When EU states eventually reached an agreement, the market sort much relief, although more importantly the method in which the agreement had been made answered some questions over the bloc’s structural risk. Historically, the northern states, often led by Germany, have been against any type of debt mutualisation but for the first time in the EU’s history, the EU’s bailout fund will involve pooled debt, whereby those that contribute the most to the EU’s budget will be responsible for the largest part of the debt, regardless of which countries benefit.
Whilst the value of debt mutualisation was relatively small in the grand scheme of things and has been described as a one-off, it does set a precedent for the future. This has provided markets with significantly more confidence in the single currency and its structure and could support the euro considerably as the year goes on. After years of political squabbling, the bloc has finally agreed to a joint fiscal solution, which will go some way to reduce fears of a break-up.
Brexit Negotiations Remains Biggest Influence on Euro to Pound Exchange Rate
The biggest influence on euro to pound over the coming months remains the Brexit trade negotiations and whether the UK and EU can agree a trade deal.
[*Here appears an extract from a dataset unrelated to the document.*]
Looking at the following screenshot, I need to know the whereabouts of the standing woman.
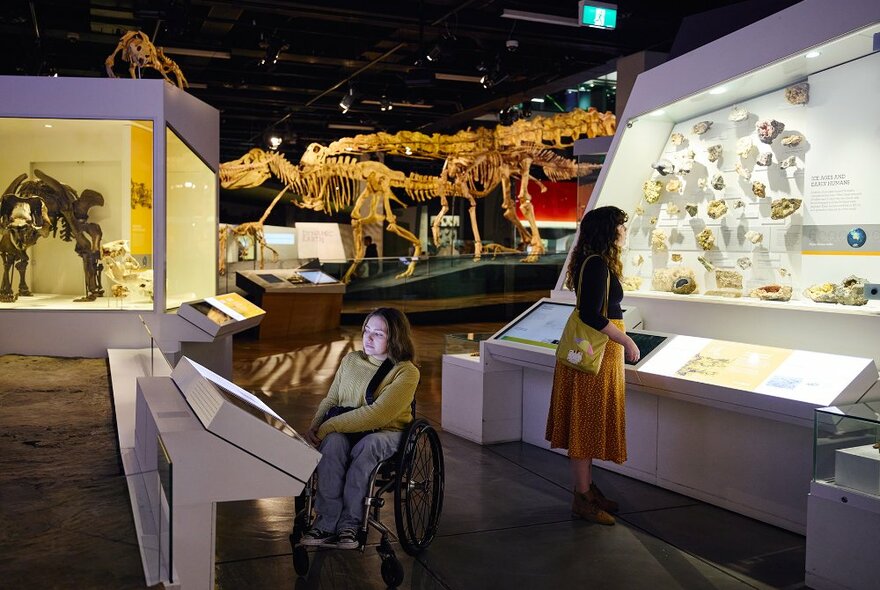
[545,206,639,525]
Talks between the UK and EU in recent weeks have showed little signs of significant progress with the UK and EU still at loggerheads over two key areas. The first being the EU’s access to UK fishing waters. The EU has always insisted that fishing rights must form part of a free trade deal although the UK has fiercely disputed this and said that fishing access must be agreed separately. Whilst this has been a major hurdle in the negotiations, it is thought that an agreement can be reached here. Michel Barnier recently stated that the EU may be willing to reconsider its position here but to what extent is unknown.
The second issue of controversy and arguably the most difficult to resolve is that of the EU’s demand to adhere to a “level playing field”. The EU has insisted that the UK continues to comply with EU regulations and that the UK firms are not able to undercut EU firms. The major sticking point here is state aid and the potential for the UK to offer breaks and/or incentives to firms later. EU Chief Brexit negotiator Michel Barnier has insisted this demand must be met whilst UK Chief Brexit Negotiator David Frost has said that no independent country could possibly sign up to the UK’s request.
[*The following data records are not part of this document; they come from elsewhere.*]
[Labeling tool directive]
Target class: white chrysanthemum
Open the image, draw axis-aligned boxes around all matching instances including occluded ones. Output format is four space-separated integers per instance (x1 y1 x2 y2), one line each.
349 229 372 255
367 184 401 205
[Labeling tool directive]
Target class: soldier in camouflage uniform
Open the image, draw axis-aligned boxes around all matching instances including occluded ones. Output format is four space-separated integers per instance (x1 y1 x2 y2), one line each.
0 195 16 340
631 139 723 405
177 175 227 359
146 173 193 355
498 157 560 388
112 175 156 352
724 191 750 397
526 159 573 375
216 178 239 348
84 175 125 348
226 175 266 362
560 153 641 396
However, despite the difficulties, many still expect the UK and EU to eventually agree a trade deal although a breakthrough is unlikely to happen until October when EU leaders meet and in the words of Michel Barnier “the clock is ticking”.
As we’ve seen over the past few years, euro to pound is sensitive to Brexit headlines and the currency pair will likely be volatile over the coming months. If signs of a trade deal emerge then euro to pound will fall as confidence in the UK quickly increases but if “no-deal” becomes a distinct possibility the euro to pound exchange rate could rise significantly, perhaps testing the all-time high of 0.98. Investment banks Goldman Sachs and Morgan Stanley have both recently revised their outlook for euro to pound with both seeing less upside for the currency pair due to more support for the pound, one of the major supporting factors being an increased optimism of a trade deal. Morgan Stanley is increasing the chance of a deal to 60% from 50%. Morgan Stanley are looking at a zero-tariff free trade agreement outside of the EU’s Single Market.